Quand il accepte le 2 décembre 1924, sous la pression de son éditeur Bernard Grasset, de se rendre à un déjeuner chez Simone de Caillavet, au 125 boulevard Malesherbes, André Maurois est un auteur en vue : « Les Silences du colonel Bramble » (1918), puis « Les Discours du docteur O’Grady » (1922), nés de son expérience d’interprète durant la Première Guerre mondiale, avaient rencontré un réel succès.
D’emblée, Simone de Caillavet éprouve un véritable coup de foudre pour le romancier, veuf depuis deux ans. Elle-même vient de divorcer de Georges Stoïcescu, un diplomate que Proust considérait comme « le plus détestable des Roumains» (Correspondance Kolb, Plon, XXI, 261). Elle a publié en 1918 un recueil de poèmes intitulé « Les Heures latines » doté, comme « Les Plaisirs et les Jours » vingt ans plus tôt, d’une préface d’Anatole France.
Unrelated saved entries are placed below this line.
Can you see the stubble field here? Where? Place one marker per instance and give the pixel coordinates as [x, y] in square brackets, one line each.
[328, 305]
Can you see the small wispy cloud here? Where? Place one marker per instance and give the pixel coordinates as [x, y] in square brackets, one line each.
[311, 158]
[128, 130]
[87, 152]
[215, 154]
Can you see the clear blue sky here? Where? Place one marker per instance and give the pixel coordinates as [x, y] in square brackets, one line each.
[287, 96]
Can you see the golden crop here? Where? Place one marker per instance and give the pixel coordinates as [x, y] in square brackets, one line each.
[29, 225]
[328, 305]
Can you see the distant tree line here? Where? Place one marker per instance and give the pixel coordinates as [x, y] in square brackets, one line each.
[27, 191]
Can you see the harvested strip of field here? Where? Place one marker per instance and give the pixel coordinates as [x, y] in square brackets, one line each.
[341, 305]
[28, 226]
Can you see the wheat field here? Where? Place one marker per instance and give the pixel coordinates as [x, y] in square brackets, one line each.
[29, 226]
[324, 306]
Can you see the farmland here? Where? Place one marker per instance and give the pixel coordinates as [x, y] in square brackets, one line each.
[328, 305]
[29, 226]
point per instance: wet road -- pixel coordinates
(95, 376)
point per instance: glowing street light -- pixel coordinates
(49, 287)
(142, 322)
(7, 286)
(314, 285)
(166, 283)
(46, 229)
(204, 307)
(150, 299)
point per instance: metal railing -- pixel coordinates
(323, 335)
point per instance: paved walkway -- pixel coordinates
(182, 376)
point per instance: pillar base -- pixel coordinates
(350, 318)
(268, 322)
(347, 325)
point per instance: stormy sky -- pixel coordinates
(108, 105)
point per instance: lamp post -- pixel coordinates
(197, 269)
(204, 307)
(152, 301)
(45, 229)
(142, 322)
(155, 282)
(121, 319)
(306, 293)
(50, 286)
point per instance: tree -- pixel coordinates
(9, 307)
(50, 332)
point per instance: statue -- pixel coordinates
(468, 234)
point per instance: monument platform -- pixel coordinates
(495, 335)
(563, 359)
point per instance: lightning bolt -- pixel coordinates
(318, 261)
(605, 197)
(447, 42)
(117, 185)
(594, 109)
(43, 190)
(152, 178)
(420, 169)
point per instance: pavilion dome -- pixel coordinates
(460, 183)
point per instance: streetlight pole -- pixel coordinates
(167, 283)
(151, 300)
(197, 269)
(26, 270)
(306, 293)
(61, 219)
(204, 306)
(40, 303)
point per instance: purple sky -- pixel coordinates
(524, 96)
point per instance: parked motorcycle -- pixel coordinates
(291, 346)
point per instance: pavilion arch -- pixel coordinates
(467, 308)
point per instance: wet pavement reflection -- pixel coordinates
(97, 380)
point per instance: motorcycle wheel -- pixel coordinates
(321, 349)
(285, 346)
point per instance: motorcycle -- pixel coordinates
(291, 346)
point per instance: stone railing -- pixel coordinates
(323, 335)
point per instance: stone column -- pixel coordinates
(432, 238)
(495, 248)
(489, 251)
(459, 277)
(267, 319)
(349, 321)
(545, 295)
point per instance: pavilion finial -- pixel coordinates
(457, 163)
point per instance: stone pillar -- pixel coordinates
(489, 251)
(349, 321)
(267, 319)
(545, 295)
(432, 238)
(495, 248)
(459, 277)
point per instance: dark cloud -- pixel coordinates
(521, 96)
Elle s’est également essayée au journalisme et sa charge en 1917 dans le Gaulois contre le ballet « Parade » de Jean Cocteau et Erick Satie est restée dans les mémoires.
En séductrice accomplie et séduite elle-même, comme le rapporte Dominique Bona dans « Il n’y a qu’un amour » (Grasset, 2003), elle met en avant ses liens avec Marcel Proust, soulignant le fait qu’elle a inspiré un des personnages de la Recherche : Mademoiselle de Saint-Loup. (Dominique Bona suppose même qu’elle aurait montré à son hôte, dès le premier jour, les lettres que Proust lui avait adressées.)
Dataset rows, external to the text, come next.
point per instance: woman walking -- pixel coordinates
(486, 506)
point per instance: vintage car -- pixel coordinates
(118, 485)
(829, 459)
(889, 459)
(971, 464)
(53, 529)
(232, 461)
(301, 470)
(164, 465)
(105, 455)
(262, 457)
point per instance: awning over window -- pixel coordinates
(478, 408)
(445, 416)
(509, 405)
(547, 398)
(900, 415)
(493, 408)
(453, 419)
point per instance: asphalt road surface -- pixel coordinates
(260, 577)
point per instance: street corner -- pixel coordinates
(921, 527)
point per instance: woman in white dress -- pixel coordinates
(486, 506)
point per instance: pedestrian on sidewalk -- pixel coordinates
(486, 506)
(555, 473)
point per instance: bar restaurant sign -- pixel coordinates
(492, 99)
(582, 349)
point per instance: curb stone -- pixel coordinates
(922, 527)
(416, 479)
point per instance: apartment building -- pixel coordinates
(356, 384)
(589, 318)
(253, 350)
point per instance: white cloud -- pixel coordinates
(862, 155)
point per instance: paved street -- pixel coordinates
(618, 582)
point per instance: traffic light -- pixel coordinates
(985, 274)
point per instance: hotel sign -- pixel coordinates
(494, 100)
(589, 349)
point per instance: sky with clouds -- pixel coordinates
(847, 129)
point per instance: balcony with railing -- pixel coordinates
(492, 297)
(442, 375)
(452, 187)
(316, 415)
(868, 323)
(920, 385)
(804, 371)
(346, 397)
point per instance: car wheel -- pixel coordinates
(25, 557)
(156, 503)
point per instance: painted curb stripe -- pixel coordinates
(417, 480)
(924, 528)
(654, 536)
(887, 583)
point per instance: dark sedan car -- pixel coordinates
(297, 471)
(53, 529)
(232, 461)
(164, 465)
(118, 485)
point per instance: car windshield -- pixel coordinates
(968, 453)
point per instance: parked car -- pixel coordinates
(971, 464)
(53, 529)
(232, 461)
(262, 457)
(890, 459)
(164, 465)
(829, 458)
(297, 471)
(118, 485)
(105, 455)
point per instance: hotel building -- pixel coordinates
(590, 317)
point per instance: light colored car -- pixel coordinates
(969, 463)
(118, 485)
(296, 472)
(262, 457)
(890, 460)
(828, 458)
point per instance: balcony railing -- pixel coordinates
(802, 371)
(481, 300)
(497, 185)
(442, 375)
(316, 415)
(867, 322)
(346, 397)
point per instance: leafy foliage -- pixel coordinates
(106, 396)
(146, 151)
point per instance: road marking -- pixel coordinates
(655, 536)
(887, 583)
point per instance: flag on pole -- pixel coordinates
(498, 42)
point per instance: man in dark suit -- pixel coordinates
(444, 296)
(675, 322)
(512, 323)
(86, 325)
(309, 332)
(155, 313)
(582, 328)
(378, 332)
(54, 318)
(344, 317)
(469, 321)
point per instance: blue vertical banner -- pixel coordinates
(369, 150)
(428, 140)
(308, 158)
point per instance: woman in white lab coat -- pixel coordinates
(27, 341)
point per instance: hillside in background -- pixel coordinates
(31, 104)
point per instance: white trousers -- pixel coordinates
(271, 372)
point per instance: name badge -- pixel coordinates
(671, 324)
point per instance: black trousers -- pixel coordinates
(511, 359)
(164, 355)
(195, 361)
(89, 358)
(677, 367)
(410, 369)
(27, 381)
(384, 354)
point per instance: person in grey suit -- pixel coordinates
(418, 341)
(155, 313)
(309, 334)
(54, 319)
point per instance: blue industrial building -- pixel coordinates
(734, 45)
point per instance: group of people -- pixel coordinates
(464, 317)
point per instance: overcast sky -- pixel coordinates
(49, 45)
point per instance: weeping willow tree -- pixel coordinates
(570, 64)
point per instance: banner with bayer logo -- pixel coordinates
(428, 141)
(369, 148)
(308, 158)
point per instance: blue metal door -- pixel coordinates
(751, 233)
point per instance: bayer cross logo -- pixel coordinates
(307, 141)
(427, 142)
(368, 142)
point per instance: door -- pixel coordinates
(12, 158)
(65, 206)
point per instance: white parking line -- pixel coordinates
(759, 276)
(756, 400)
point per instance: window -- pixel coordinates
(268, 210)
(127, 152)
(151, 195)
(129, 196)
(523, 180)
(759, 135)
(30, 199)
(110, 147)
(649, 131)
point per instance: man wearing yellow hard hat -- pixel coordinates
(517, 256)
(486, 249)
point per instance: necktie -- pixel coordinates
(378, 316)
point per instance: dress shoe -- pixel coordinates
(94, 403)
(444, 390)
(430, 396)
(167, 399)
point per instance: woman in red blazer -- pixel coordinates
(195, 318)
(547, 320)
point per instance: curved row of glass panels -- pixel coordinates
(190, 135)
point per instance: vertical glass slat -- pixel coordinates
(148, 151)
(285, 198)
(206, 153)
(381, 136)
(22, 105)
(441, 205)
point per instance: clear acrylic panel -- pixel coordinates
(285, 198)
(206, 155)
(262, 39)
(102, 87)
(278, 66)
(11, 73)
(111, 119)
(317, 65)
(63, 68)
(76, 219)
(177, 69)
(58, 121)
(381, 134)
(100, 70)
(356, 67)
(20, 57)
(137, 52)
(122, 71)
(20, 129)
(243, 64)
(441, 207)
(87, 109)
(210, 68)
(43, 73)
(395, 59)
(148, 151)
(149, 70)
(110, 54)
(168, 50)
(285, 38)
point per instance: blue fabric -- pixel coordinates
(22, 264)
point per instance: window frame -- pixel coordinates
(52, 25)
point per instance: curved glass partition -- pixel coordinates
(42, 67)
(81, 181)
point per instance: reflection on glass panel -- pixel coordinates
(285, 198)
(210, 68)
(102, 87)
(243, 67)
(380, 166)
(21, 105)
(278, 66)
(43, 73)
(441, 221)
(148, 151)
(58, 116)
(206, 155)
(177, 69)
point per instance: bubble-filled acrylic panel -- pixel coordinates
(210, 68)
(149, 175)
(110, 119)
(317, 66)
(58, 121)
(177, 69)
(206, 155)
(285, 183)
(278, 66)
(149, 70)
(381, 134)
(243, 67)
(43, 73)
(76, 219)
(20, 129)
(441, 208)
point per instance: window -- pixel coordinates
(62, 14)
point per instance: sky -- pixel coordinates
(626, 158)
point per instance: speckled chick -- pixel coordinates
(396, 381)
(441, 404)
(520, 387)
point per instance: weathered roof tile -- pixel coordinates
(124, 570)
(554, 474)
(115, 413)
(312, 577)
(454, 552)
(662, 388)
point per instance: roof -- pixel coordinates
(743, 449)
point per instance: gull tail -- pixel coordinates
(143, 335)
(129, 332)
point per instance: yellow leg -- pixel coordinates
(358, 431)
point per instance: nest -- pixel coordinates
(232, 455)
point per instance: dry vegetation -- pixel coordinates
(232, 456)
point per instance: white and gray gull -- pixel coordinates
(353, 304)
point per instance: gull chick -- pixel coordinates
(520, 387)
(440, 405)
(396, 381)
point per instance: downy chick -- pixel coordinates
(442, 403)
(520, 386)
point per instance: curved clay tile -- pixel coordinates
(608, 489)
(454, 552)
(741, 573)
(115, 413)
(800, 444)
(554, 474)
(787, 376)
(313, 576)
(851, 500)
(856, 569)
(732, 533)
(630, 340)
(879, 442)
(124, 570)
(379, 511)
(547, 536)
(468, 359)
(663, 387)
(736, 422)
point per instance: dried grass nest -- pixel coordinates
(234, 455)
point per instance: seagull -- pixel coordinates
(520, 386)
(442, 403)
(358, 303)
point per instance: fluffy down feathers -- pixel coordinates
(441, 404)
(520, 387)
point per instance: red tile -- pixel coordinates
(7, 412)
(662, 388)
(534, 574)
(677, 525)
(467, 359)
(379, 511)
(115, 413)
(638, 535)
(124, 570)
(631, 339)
Introduit dans un monde si impeccablement proustien, Maurois est subjugué ; il l’est plus encore après ce déjeuner auquel sont présents Robert de Flers – auteur à succès pour le théâtre mais surtout l’un des plus fidèles et des plus anciens amis de Proust en même temps que le parrain de Simone –, Jeanne Pouquet, la mère de Simone, amie d’enfance de Proust et un des modèles de Gilberte, le poète Paul Valéry et François Mauriac, son exact contemporain (ils sont nés tous deux en 1885) et l’un des membres, avec Morand et Montherlant du futur quatuor dit des « quatre M » dont Bernard Grasset assura la renommée. Outre les convives, les figures passées le rattachent également au monde de la Recherche : la grand-mère de Simone, Léontine Arman de Caillavet qui fut un des modèles de Madame Verdurin et la maîtresse d’Anatole France, lui-même modèle de Bergotte, et son père, Gaston Arman de Caillavet, qui inspira en partie Robert de Saint-Loup.
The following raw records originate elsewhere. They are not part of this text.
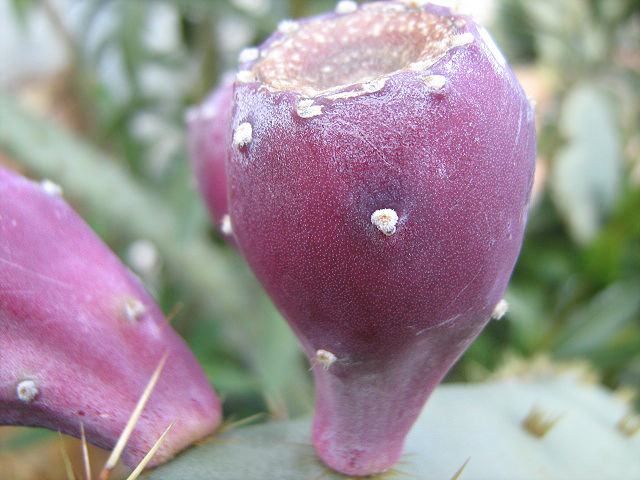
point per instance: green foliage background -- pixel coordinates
(120, 156)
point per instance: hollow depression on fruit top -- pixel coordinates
(324, 54)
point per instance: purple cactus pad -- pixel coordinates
(381, 162)
(80, 337)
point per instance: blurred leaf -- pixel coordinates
(586, 175)
(22, 8)
(591, 326)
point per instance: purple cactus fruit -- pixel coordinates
(208, 126)
(381, 163)
(80, 337)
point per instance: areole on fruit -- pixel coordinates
(381, 202)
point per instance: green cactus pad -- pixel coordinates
(576, 431)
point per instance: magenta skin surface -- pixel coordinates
(455, 161)
(64, 326)
(208, 129)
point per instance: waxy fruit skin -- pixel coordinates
(80, 337)
(381, 205)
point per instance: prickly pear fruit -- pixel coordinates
(381, 161)
(80, 337)
(539, 426)
(208, 128)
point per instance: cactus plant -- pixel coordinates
(380, 163)
(208, 130)
(80, 336)
(547, 423)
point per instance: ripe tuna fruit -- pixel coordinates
(208, 126)
(381, 161)
(80, 337)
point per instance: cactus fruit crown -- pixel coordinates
(356, 48)
(379, 162)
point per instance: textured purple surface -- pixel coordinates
(208, 128)
(80, 337)
(332, 123)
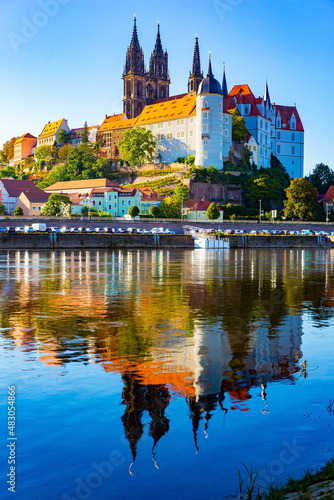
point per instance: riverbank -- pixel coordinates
(312, 486)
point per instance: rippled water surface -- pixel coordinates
(154, 374)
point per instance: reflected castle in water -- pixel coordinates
(214, 328)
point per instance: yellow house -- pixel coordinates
(50, 132)
(23, 147)
(32, 202)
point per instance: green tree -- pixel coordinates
(85, 134)
(261, 187)
(133, 211)
(43, 153)
(137, 146)
(181, 192)
(63, 136)
(239, 129)
(64, 151)
(7, 152)
(322, 178)
(212, 212)
(18, 212)
(171, 207)
(301, 200)
(56, 204)
(154, 210)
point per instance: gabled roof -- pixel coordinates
(229, 103)
(36, 196)
(86, 183)
(109, 121)
(109, 125)
(329, 196)
(241, 89)
(15, 187)
(51, 128)
(204, 205)
(25, 136)
(285, 113)
(168, 109)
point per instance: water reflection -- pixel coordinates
(207, 326)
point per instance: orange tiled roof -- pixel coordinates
(168, 109)
(86, 183)
(50, 128)
(25, 136)
(243, 89)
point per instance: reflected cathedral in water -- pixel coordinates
(213, 328)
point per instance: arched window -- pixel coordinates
(150, 91)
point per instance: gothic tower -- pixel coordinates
(134, 77)
(196, 76)
(157, 84)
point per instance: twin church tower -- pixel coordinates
(143, 87)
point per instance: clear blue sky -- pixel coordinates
(68, 63)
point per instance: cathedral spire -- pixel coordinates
(158, 45)
(267, 96)
(196, 76)
(135, 42)
(209, 67)
(224, 86)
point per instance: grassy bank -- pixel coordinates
(311, 486)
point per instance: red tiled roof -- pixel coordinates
(243, 89)
(286, 113)
(15, 187)
(37, 196)
(204, 205)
Dès 1907, Marcel Proust décide de faire de Simone Mademoiselle de Saint-Loup. Il inscrit dans un de ses carnets : « Ne pas oublier : Statue de ma jeunesse (Simone) » (RTP, Pléiade, tome 1, p. 939). Simone n’a alors que 13 ans. Une nuit, le romancier se rend chez les Caillavet et demande à faire réveiller la jeune fille afin de fixer le portrait de la future fille de Robert de Saint-Loup et de Gilberte Swann.
L’histoire est rapportée par Céleste Albaret :
« Un soir où il a voulu savoir à quoi ressemblait la petite Simone… il est allé chez eux ; l’enfant était couchée naturellement ; il devait être au moins minuit :
– Mais Marcel… Je ne vais pas la faire se lever et descendre à cette heure-là, a dit Madame de Caillavet.
– Madame, je vous en prie. J’ai besoin de la voir.
Finalement la petite est descendue, pas contente du tout d’être réveillée.
Il l’a regardée un moment puis :
– Je vous remercie mademoiselle.
Et il est parti. »
Dans le recueil de dix-neuf lettres autographes que possède la Société des Hôtels Littéraires, envoyées par Proust à Jeanne Pouquet, il est souvent fait référence à Simone : ainsi, le 14 avril 1908, après avoir complimenté sa correspondante sur la décoration de son jardin et de sa maison, il confesse : « Mais j’aime mieux encore votre fille et les prodigieux raccourcis d’intelligence d’un regard ou d’une exclamation. […] Elle m’a fait connaître quelque chose que je ne ressens jamais : la timidité. J’ai compris ce que cela devait être, je crois que c’était la première fois » (Correspondance, Kolb, Plon tome VIII, p. 91-92). Ce qu’il confirme plus tard : « Car me voici amoureux de votre fille. Comme elle est méchante d’être aimable, car c’est son sourire qui m’a rendu amoureux. »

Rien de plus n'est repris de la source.